センサノード(SCA11H)(上)とセンサモジュール(SCA10H)(下)

要旨

株式会社村田製作所は、高齢者介護・生活支援用のセンサモジュール(SCA10H)とセンサノード(SCA11H)を開発いたしました。当製品は、ベッドに寝ている人に負担をかけずに、ワイヤレスで体の状態をモニタリングできる機器の構成部品となります。介護施設や病院、自宅で継続的にベッドに寝ている人の状態や各種バイタルサインのデータをモニタリングして無線通信するため、離床検知や睡眠状態の分析などに広く応用することができます。
なお、当製品は2015年10月7日(水)~10月10日(土)に幕張メッセで開催される「CEATEC®  JAPAN 2015」にて展示いたします。

 

背景

近年、高齢化が進み、社会的に高齢者介護の経済的負担が増加しています。このため、介護の質や要介護者の安全を損なわず、かつ、従来よりも経済的な高齢者介護や生活支援の取り組みが求められています。そこで当社は、自動車や産業機器向けのMEMS加速度センサをヘルスケア向けに応用し、ベッドに取り付けてBCG*1(心弾動)を計測するセンサモジュール(SCA10H)とセンサノード(SCA11H)を開発いたしました。BCGのセンシングでは、大動脈から動脈へ流れる血液によって生じる反動がシグナルの役割を果たします。当社の超高感度・低ノイズのMEMS加速度センサを搭載したセンサモジュール(SCA10H)とセンサノード(SCA11H)は、主に体軸の縦方向の反動がベッドに伝わって生じる周期的振動を捉えてBCGを計測します。
ベッドに取り付けて無線通信で体の状態をモニタリングするため、ベッドに寝ている人に直接触れる必要がありません。要介護者や介護者の日常生活を煩わせたり、余分な負担をかけたりせずに済むため、今後、高齢者介護・生活支援において様々なケアを提供する可能性が大きく広がっていきます。

*1 BCG : Ballistocardiologyの略。
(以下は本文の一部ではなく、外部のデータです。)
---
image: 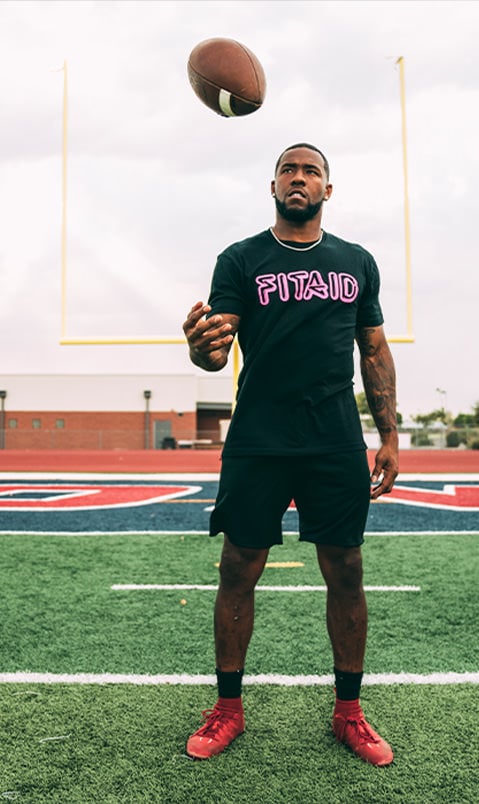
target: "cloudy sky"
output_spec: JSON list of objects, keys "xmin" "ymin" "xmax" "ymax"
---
[{"xmin": 0, "ymin": 0, "xmax": 479, "ymax": 415}]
心弾動。

特長

  • 当社の超高感度・低ノイズのMEMS加速度センサとマイクロコントローラに組み込まれたインテリジェントなアルゴリズムが一体となり、離床、心拍数、心拍変異度、拍出する血液量、呼吸数などの各種バイタルサインを計測します。
  • 計測したデータをお客さま側でシステムとしてまとめることにより、睡眠状態のモニタリング、異常事態の発生などの複雑な測定をすることが可能になります。 
  • センサモジュール(SCA10H)は、「BCGの計測機能を別のデバイス(病院用ベッドなど)に組み込みたい」、あるいは「自社独自の最終製品を作りたい」との要望に応えることができます。
  • センサノード(SCA11H)は、「個々の機器を設計せず、それらを統合するシステム設計やサービスの創造に注力したい」といったソフトウェア会社やシステムインテグレーターに適しています。

用途

自宅や介護施設、病院などのベッドに寝ている人の簡単な離床検知、睡眠状態検知
(ただし、集中治療室や臨床分析での使用を意図したものではありません)

 

品番および特性

  • センサモジュール(SCA10H)
    MEMS加速度センサとマイクロコントローラが搭載されたはんだ付け対応PCBモジュール
  • センサノード(SCA11H)
    センサモジュール(SCA10H)と無線LAN接続モジュールをIP55準拠のプラスチックケースに収めた部品
センサモジュール (SCA10H)
寸法 W x L x T
28 x 26 x 7 mm
供給電圧
8 - 10 V
電流消費
8 mA
出力データレート(ODR)
1 Hz
パルス検出レート
40 - 120 bpm

センサノード (SCA11H)
寸法 W x L x T
83 x 41 x 18 mm 
動作温度
10 - 55 °C
DC入力電圧
8.5 - 9.5 V
電流消費
50 - 60 mA
出力データレート(ODR)
1 Hz
パルス検出レート
40 - 120 bpm
防水性
IEC 60529のIP55準拠
通信
WLAN IEEE802.11b - 2.4GHz

※センサモジュール(SCA10H)およびセンサノード(SCA11H)は最終機器の構成部品であり、各国の法規制への対応はお客様の責任にて行っていただく必要があります。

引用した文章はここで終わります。